Read Breathless Page 9


  * * *

  On Monday, we went to school. I usually caught a ride with Toby, but I was still pissed at him, so I rode the bus with the guys. Even though I had my driver’s license, I didn’t have a car. My parents were great, but they didn’t have the money for another car. Not when they had to feed five teenagers. I didn’t really mind. I liked riding with Toby. However, that Monday morning, waiting at the bus stop, I felt kind of stupid. Here I was, a senior in high school, riding the damned bus. My dad worked at the high school too, but we couldn’t all fit in his car. Plus, my dad always got to school about an hour before class started so that he could make copies and get ready. Nobody wanted to get up that early.

  Overall, it was good, because I would have felt bad about making Jason fend for himself on the first day. Sure the guys would have looked out for him, but all of them except Chance were strangers in Bramford. The town looked on them as outsiders. And Chance was only fifteen, so he was a lowly sophomore.
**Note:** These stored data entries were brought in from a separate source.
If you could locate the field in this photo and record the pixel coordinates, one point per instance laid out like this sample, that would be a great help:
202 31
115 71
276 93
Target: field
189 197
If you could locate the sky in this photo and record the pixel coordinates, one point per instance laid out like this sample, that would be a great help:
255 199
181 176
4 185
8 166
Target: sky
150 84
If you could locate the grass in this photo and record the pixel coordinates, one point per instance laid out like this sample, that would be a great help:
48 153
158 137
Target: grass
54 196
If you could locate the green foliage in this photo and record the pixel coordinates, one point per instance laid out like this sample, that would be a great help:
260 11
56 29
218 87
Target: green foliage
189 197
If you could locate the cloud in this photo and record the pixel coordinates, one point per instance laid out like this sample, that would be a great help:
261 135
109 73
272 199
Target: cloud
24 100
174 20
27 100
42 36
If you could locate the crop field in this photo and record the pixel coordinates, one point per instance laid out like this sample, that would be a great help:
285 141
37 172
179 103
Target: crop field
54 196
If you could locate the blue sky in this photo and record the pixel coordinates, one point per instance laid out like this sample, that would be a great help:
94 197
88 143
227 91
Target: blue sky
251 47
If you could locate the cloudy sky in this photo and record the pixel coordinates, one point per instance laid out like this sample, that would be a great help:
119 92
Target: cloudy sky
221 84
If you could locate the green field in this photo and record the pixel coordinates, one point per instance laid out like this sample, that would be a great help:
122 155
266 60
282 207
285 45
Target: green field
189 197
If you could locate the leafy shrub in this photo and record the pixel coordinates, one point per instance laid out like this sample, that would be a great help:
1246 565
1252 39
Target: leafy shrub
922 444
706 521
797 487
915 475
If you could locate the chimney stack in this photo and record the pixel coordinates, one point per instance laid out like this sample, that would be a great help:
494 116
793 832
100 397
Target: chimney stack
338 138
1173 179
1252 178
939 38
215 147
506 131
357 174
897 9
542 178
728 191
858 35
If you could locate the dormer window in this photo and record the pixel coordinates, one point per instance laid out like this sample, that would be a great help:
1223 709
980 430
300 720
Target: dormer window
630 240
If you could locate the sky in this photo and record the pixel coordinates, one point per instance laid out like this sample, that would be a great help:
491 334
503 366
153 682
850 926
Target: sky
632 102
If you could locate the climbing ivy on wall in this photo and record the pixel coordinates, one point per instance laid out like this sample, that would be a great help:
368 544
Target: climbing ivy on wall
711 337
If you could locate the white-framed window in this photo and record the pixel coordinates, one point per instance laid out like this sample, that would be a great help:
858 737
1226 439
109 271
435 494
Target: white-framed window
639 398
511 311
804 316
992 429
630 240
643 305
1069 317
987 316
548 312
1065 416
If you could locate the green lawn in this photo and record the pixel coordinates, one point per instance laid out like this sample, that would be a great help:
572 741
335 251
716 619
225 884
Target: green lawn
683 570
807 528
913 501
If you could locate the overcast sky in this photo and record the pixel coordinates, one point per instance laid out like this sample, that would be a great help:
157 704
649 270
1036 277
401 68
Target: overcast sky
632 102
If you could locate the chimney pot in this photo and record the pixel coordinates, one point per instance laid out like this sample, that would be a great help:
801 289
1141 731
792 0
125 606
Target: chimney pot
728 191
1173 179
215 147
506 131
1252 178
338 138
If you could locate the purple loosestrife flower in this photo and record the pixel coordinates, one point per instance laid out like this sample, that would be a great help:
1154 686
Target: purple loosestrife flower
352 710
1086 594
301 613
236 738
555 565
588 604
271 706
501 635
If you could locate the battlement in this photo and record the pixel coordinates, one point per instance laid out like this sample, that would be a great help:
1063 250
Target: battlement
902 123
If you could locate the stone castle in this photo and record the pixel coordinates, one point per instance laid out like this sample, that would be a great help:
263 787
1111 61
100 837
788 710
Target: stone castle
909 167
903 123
He wouldn’t have been much help.

  I took Jason to the office first thing. My dad had set it up with the school so that Jason could get a schedule. They were used to it, since my family was always getting new foster kids. I sat with Jason in Mrs. Clem’s office. Mrs. Clem was the dean of students, and she set up all the schedules. I liked Mrs. Clem, but when we arrived, it was obvious she’d already heard about what Jason had done to Eric over the weekend. Bramford was notoriously protective of its own. Jason didn’t belong in Bramford and had already damaged a member of one its oldest families. That wasn’t good in the minds of most of Bramford’s inhabitants.

  Mrs. Clem seemed a little cold. She pursed her lips.

  “Are we going to get your transcripts, Jason?” she asked.

  “I don’t have any,” he said.

  Mrs. Clem raised her eyebrows in disbelief.

  “I was kind of home schooled before,” he said.

  “But he reads Plato,” I said, feeling like I should defend him in some way.

  Mrs. Clem didn’t react to that. She just poured over her computer screen, lost in thought. Finally, she began punching keys. “Normally, with no transcript, I’d put you in general education classes,” she said to Jason. “But most of them are overcrowded, and it occurs to me that since you seem to be a little volatile, it might be better to keep you away from... over-excitement.”

  She was referring to Jason’s fight. She was so prejudiced! She’d never even met Jason, and she’d already judged him.

  “So, I’m going to try you out in Honors classes,” she said.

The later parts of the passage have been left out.